You are always telling me that you aren't trying to undermine my relationship with her, but this does that because it's cutting my time with her. My time is from Friday afternoon to Sunday.

I think this is a fair way to do it since I was not consulted about times which would directly impact her time with me.

---

from: me
to: bitchface

I didn't *know* what times soccer practice would be, but this is something she really wants to do. I have parental control over extracurricular activities, and she has done soccer before. I invited your mom and she watched her practice last night... she was invited to tomorrow morning's practice as well.

Moving to BFE was your choice. I am not coming to _bfe_. If you think cutting out *her* time on soccer practice is going to foster a stronger relationship between you and her, you can do so... but she is going to understand fully that this is your decision, and you will have to deal with the consequences. This is a chance for you to assess what's more important to you: miles on your car or your daughter.

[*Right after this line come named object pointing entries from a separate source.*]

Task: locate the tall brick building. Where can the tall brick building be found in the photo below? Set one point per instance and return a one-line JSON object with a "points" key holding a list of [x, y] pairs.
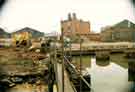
{"points": [[73, 26]]}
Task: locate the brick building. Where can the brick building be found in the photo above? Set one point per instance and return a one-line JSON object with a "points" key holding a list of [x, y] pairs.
{"points": [[73, 26]]}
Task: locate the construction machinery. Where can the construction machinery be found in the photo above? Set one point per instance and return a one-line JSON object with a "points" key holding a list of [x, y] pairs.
{"points": [[21, 39]]}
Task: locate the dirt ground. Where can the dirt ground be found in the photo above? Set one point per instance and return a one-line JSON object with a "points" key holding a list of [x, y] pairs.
{"points": [[19, 61]]}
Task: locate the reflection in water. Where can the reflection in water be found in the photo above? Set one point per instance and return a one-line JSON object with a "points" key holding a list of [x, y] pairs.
{"points": [[108, 76], [131, 73]]}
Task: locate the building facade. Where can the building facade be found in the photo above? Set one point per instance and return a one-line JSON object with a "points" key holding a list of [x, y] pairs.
{"points": [[74, 26], [121, 32]]}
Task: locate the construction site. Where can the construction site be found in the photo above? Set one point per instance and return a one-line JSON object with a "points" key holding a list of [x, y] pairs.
{"points": [[38, 64]]}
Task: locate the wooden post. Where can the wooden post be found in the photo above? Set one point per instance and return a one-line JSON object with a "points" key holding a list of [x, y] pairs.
{"points": [[62, 41]]}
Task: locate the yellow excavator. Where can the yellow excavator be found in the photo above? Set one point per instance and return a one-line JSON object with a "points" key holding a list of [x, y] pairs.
{"points": [[21, 39]]}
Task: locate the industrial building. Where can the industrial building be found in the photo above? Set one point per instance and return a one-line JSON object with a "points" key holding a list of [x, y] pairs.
{"points": [[123, 31]]}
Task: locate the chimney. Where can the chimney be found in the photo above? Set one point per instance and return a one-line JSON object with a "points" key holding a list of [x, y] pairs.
{"points": [[69, 17]]}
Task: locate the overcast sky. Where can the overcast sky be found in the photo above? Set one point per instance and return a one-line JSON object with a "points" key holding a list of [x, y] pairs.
{"points": [[45, 15]]}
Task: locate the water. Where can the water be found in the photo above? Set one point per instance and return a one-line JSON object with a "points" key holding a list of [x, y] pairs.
{"points": [[107, 76], [29, 88]]}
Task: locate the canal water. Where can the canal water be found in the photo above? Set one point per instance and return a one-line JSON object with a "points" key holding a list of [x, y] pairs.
{"points": [[107, 76]]}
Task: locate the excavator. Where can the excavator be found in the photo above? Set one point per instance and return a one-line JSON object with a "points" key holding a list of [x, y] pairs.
{"points": [[21, 39]]}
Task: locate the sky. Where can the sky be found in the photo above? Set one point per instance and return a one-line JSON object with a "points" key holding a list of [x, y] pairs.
{"points": [[45, 15]]}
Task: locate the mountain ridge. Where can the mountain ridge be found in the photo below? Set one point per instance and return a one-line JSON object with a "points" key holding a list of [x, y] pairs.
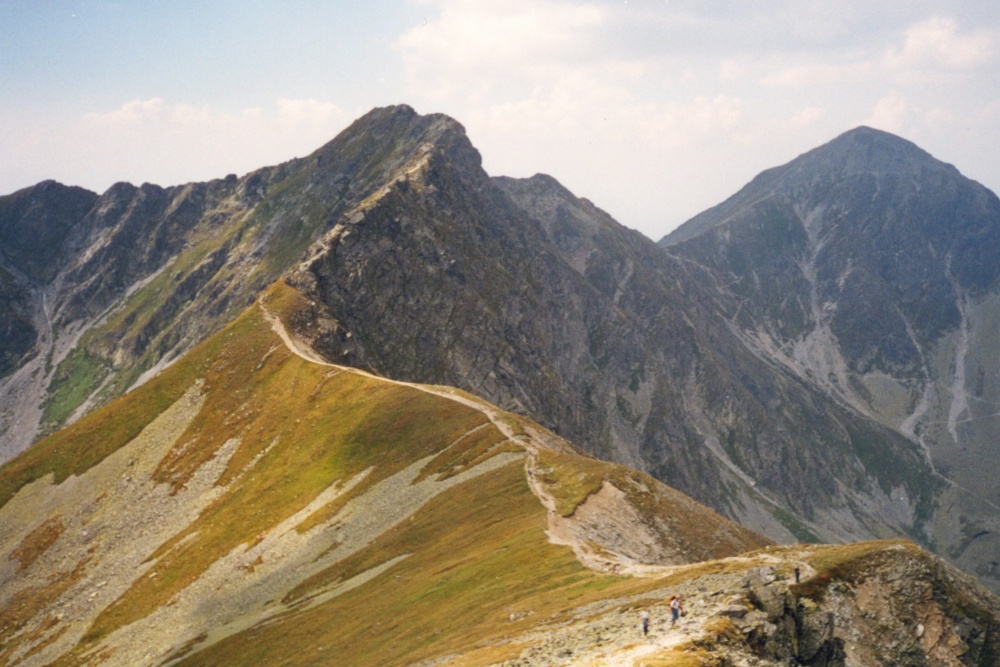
{"points": [[882, 292], [418, 265]]}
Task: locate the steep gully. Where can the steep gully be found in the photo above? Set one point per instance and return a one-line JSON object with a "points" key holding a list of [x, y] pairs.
{"points": [[616, 628]]}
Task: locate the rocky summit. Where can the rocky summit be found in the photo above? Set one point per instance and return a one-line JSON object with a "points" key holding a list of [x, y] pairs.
{"points": [[309, 414], [254, 504], [869, 270]]}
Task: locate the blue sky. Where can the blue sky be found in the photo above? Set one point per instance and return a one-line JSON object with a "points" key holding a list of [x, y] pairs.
{"points": [[652, 109]]}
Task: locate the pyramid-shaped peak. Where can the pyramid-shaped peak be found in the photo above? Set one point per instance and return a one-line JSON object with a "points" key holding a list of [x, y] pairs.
{"points": [[868, 150]]}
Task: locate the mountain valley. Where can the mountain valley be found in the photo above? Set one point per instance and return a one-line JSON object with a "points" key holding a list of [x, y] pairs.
{"points": [[322, 414]]}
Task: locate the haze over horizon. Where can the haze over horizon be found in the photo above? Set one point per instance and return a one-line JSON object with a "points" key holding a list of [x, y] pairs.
{"points": [[654, 110]]}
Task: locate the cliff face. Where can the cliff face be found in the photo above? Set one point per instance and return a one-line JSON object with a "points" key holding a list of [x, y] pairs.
{"points": [[869, 270], [253, 504], [416, 264], [520, 292]]}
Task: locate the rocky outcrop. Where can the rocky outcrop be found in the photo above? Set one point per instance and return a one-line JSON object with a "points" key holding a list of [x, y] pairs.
{"points": [[869, 270], [419, 266]]}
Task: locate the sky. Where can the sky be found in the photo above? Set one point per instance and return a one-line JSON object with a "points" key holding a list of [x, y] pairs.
{"points": [[653, 109]]}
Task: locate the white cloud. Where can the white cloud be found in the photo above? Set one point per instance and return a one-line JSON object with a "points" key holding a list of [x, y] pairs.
{"points": [[474, 47], [936, 42], [167, 143], [889, 113], [130, 114], [806, 117]]}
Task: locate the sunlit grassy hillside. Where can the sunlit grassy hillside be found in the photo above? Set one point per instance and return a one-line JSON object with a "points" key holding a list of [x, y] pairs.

I have given you what I consider to be a good option, if you absolutely cannot make the drive.

Your daughter lives in _hometown_, she goes to school in _hometown_, and her activities are going to be in _hometown_.

I just wrote over $1k in checks today to get her all registered, and you have zero responsibility in that regard: the *least* you can do is support what she wants to do during your time with her. The ball is in your court.

20120806

20120806

insomnia. 2:30 am. this hasn't happened in.. years?

watched nasa land on the moon and the us chick fuck up her vault and all kinds of other shit and i'm still up and on irc.